Autonomous cyber defence is for the medium-term – we’re talking in terms of a working prototype in three years, operational within 10 to 15 years – but this approach needs to be part of cyber-defence planning now, for taking a pro-active, future-looking stance. We’ve identified a set of 12 particular research challenges that need to be overcome via ACyD: among critical ones, the issue of developing sophisticated decision-making by agents, technical compatibility and co-operation.
Early attention and involvement from a wide range of beneficiaries is important now: from governments with the key responsibility for defending national infrastructure and economic security, to state defence institutions, national intelligence agencies and the wider defence and security industry.

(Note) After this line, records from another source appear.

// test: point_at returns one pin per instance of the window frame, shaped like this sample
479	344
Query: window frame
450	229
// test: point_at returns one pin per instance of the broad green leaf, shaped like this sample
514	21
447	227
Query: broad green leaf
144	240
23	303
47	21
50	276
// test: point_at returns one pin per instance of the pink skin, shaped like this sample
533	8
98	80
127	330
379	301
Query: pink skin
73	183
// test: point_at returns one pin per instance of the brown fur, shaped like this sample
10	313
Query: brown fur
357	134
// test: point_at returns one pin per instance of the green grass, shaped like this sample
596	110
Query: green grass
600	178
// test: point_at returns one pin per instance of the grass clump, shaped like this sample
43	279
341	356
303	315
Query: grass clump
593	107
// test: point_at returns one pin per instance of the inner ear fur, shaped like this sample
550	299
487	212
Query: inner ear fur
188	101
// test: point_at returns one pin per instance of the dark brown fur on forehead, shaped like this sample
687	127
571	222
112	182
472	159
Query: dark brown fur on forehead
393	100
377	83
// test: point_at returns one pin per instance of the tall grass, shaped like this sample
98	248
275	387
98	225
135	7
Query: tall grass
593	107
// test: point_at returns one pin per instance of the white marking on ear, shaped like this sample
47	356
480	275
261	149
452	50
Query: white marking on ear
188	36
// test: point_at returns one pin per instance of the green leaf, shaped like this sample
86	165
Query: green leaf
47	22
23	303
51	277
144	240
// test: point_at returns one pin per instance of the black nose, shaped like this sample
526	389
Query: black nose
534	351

The 1st NATO-Industry workshop on Autonomous Cyber Defence was held on the 19th of March 2019 at Cranfield University, more information can be found here.
At the point were AI becomes more “expert” than the human, and response times become more critical, should we not start worrying? And at what point do we give autonomy to our nuclear deterrent?
Could AI (hypothetically) have saved HMS Sheffield, by intervening/pulling rank in a time critical event?
Will we end up, totally dependant on a relatively fragile electronic infrastructure?
Will we always have in place, a direct, hardwired button, on the end of a pre-programmed Inertial navigation system?
Evening
Whilst AI is definitely becoming more “expert” as you put it the human in the loop will always have the edge when it comes to the could we/should we dilemma that is often faced in warfare. When making decisions about what we do the human goes through a series of processes and which are understood by individuals and society in general – this means when we carry out actions we can relate to others why those actions were carried out and rationalise the reason why we did it.
Machines making judgements based on intelligence that is artificial will always leave doubt in the society that machine has made a decision on behalf of.
People are comfortable with established concepts, they can understand emerging concepts and the place they have in the world. Revolutionary concepts, letting AI make life or death decisions is still someway off and I would suggest looking at what we currently use AI and other automation technologies for we are definitely not ready for AI enabled warfare.